In keeping with my new saying “If you stumble on a barcode reader in the attic, then everything needs to be barcoded and/or scanned” I scanned in all my CD music library. Why? Because 1) I can, 2) because my wife and I are trying to declutter our home.

Over the years our home has been taken over by stuff. My stuff, her stuff, kid stuff, our stuff, and just stuff-stuff. Not to the point of being labeled a hoarder, but enough stuff as to want to pair down a bit.

One large nuisance has been music. I have four milk crates of old LPs and racks and boxes of CDs. Since my wife and I each got an iPod and a way to play them through the various stereos in the house, the physical media never gets used. So why should the CDs stay in my living room when they could easily live in my garage (of moderate temperature).

But before doing so, would it not be nice to sort the CDs and get an inventory? And look, most of those disks have a barcode on them! All I have to do is scan them in! So I opened up Excel and scanned in each barcoded CD. Those that were missing a barcode (perhaps a dozen out of 250) I just typed in the title and artist.

I then figured I could simply look up the barcodes online at www.upcdatabase.com. Wrong.
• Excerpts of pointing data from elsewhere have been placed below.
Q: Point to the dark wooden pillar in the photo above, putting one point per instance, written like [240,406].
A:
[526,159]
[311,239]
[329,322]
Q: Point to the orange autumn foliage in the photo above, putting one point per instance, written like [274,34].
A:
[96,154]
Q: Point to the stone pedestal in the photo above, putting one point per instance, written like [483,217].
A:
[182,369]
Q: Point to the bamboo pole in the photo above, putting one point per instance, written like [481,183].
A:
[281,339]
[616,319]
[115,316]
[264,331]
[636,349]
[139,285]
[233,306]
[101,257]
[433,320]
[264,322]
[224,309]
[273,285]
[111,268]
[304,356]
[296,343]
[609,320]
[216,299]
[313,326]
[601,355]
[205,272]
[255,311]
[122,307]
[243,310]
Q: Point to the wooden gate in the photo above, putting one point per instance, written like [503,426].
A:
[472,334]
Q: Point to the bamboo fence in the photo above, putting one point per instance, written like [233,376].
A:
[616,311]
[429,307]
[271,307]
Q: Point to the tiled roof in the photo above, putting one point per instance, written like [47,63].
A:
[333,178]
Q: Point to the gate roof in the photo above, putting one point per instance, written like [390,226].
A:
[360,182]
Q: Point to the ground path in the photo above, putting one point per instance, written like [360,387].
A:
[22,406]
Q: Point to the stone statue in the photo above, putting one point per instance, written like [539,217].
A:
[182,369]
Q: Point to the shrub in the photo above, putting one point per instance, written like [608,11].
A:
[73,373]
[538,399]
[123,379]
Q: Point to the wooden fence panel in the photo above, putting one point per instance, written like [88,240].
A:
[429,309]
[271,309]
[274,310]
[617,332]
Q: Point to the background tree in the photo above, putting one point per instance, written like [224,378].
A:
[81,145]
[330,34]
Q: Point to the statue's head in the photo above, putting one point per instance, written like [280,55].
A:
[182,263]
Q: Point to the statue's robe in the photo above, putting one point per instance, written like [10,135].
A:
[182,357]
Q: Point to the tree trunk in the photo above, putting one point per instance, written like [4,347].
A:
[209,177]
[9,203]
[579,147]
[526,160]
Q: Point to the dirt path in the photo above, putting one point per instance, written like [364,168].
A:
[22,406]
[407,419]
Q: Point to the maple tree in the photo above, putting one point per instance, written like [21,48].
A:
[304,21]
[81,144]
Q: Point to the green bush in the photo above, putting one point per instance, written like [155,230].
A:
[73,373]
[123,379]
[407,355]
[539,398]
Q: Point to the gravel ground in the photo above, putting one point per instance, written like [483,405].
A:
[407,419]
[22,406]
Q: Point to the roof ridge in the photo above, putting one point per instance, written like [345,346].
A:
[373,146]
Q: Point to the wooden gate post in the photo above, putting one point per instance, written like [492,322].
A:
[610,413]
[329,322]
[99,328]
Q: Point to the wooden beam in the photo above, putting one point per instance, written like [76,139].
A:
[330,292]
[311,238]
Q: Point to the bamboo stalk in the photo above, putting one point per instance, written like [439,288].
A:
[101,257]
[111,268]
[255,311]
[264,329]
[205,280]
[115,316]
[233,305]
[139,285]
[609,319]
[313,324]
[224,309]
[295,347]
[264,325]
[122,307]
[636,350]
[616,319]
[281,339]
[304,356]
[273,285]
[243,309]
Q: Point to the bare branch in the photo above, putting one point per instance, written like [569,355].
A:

Two problems.

1) Not all UPC items are in this crowd sourced database. If nobody has bothered to enter some esoteric Hawaiian native singer into theĀ  database, then a lookup fails. Crumbs.

2) Not all the barcodes are UPC codes. Seems that music has its own barcode system. The above database does not track music codes and I was unable to find one that does.

But all is not lost. I did find that simply entering the code number into Goggle brings up the album most of the time. Now it is just a tedious job of copying the code from Excel, pasting it into Google, then going back and entering the title and artist found back into Excel. Forty down, 180 to go.

PS: The LPs are still a problem. We sorted them and keep those that are “unobtanium”. The ones we can buy as CDs or downloads we will replace as we fancy and try to sell them to a used music store.